I was very sad to have missed the Forward Prizes this year. I read Measures of Expatriation while away from London, and found it extremely expansive, very deep. I loved Say Something Back – I learned a lot from Riley’s very clever wordplay – and at one point I had to stop reading Considering the Women and look away for a bit. Would have been good to hear everyone. It was a really good line-up.

I am looking forward to the event I’m doing at the British Library on December 3rd. Linton Kwesi Johnson is hosting it, and I’m presenting some of the work I produced during my residency at the George Padmore Institute.



Finally, can you tell us a little about the poem you’ve submitted to Poetry Spotlight?

Poem X is near the end of the pamphlet. The whole structure of the book is that Morien is wandering around a kind of pre-story universe, which is non-linear, mutable, shifting etc. In this poem, he detaches from his own face, essentially moves backwards in his own mind and finds an expanse there, finds that he can kind of swim around the inside of his own head and see the chinks of light from the outside world through his nostrils and eyes, which I liken to a chandelier. But I also wanted to explore the idea of Morien as completely abstracted – not a physical thing anymore, but a kind of rule. It’s a fun thought, to be expanded on.

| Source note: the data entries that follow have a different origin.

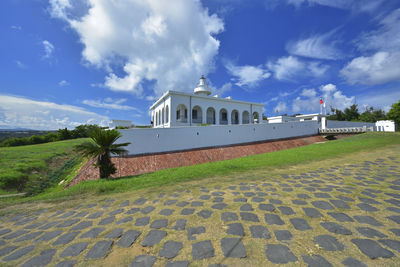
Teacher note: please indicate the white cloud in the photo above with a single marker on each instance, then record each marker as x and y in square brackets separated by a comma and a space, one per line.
[109, 103]
[48, 49]
[288, 68]
[308, 101]
[150, 98]
[20, 64]
[63, 83]
[280, 108]
[308, 93]
[382, 67]
[169, 42]
[317, 46]
[385, 38]
[248, 76]
[382, 99]
[16, 111]
[354, 5]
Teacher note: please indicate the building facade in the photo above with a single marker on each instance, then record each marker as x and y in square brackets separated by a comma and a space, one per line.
[178, 109]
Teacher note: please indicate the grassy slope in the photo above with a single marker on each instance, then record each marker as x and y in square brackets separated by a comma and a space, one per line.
[33, 159]
[278, 159]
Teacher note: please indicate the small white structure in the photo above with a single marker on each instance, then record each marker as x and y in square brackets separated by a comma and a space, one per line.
[119, 123]
[385, 126]
[320, 118]
[178, 109]
[281, 119]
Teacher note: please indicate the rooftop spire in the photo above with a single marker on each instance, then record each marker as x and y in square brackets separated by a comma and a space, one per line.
[202, 88]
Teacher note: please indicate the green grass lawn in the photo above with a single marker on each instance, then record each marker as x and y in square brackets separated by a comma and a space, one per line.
[23, 165]
[273, 160]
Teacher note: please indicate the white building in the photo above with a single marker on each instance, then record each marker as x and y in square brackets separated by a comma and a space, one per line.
[385, 126]
[281, 119]
[176, 109]
[119, 123]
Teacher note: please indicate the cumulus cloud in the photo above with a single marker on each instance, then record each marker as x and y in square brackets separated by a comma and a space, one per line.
[320, 46]
[169, 42]
[385, 38]
[110, 103]
[308, 101]
[280, 108]
[382, 67]
[16, 111]
[248, 76]
[288, 68]
[48, 49]
[20, 64]
[354, 5]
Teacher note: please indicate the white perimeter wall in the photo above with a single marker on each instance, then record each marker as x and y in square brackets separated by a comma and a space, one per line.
[345, 124]
[155, 140]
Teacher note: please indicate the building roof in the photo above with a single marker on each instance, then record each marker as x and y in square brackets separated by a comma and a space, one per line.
[202, 96]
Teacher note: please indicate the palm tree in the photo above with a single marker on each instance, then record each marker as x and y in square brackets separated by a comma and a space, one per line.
[102, 146]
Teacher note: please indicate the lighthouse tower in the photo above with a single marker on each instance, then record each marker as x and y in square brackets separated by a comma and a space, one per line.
[202, 88]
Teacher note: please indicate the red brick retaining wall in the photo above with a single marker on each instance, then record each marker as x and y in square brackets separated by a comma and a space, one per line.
[149, 163]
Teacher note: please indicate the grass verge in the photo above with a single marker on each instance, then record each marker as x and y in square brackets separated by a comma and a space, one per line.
[24, 165]
[278, 159]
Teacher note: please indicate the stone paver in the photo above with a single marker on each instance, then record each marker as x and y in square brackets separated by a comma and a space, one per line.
[43, 259]
[171, 249]
[128, 238]
[99, 250]
[143, 261]
[328, 243]
[74, 250]
[372, 249]
[153, 237]
[202, 250]
[19, 253]
[233, 248]
[346, 214]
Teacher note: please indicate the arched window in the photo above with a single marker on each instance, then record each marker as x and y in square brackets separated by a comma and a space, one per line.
[181, 113]
[245, 117]
[256, 117]
[210, 115]
[197, 116]
[223, 116]
[235, 117]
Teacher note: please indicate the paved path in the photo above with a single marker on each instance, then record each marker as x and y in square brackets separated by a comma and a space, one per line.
[338, 216]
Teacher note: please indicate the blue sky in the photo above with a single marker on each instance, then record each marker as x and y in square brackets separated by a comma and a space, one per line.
[68, 62]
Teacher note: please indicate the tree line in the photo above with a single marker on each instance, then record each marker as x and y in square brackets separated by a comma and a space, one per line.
[369, 115]
[80, 131]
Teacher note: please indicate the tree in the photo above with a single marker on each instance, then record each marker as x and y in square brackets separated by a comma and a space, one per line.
[102, 146]
[394, 113]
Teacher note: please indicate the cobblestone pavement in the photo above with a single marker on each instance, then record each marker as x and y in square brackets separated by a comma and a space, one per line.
[337, 216]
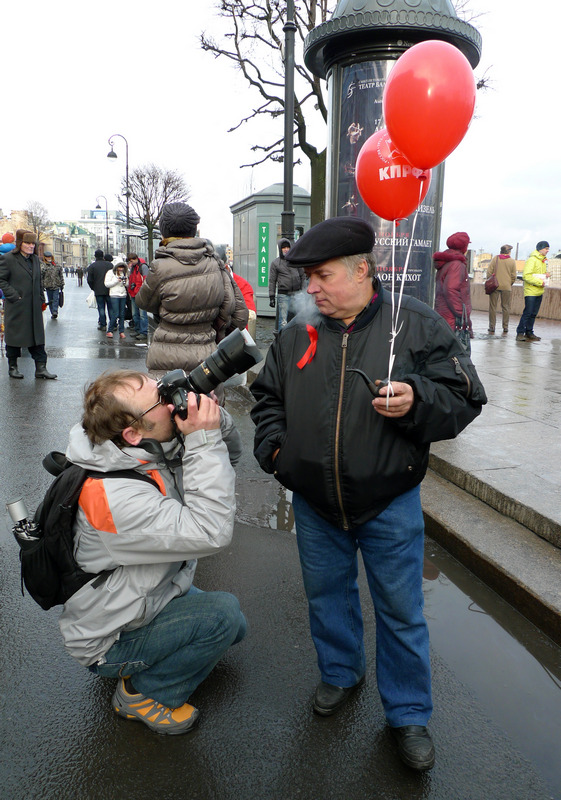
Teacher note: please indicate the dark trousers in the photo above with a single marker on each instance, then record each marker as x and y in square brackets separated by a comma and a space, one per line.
[36, 351]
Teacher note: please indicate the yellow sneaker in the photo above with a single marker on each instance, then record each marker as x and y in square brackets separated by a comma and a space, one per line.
[157, 717]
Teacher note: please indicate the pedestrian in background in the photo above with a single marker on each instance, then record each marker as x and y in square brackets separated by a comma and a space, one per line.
[355, 465]
[286, 282]
[53, 281]
[504, 267]
[116, 282]
[96, 281]
[452, 296]
[190, 292]
[20, 280]
[138, 270]
[535, 275]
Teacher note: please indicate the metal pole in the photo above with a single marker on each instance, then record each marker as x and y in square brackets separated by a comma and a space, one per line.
[287, 216]
[127, 185]
[106, 221]
[112, 154]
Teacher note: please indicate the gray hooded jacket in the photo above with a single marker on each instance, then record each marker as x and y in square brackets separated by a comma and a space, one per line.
[149, 538]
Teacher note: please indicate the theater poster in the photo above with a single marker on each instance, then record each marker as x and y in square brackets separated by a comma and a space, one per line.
[362, 89]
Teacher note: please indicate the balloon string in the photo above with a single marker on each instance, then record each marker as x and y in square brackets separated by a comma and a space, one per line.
[395, 311]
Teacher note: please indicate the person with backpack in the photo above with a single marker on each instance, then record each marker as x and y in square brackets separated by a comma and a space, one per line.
[141, 619]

          Dusk: shadow and form change place –
          Morien walks backwards from his face
          his lips part –
          he swims backwards from the slot –
                                   his mouth
                     a fairy shrimp afloat
          the ovals         of his eyes
                     pearl nostrils
                                                glass bones shivering
                                   in his ear
          his face, his sex, is dark,
                                   each orifice
                                   of a chandelier
                     every colour –
          chemicream, gin-coloured vectors
                                                see through quantities of green
                     peach-thought foam and
                                                mouth coloured mousse –

                                                At swim, a Morien,
          backstroking round his face
                                                       at swim,
                     s/he has ceased to be a thing,
                                   but a rule – a how or why,
                                                a reason,
                                   a what things are
                                                governed by.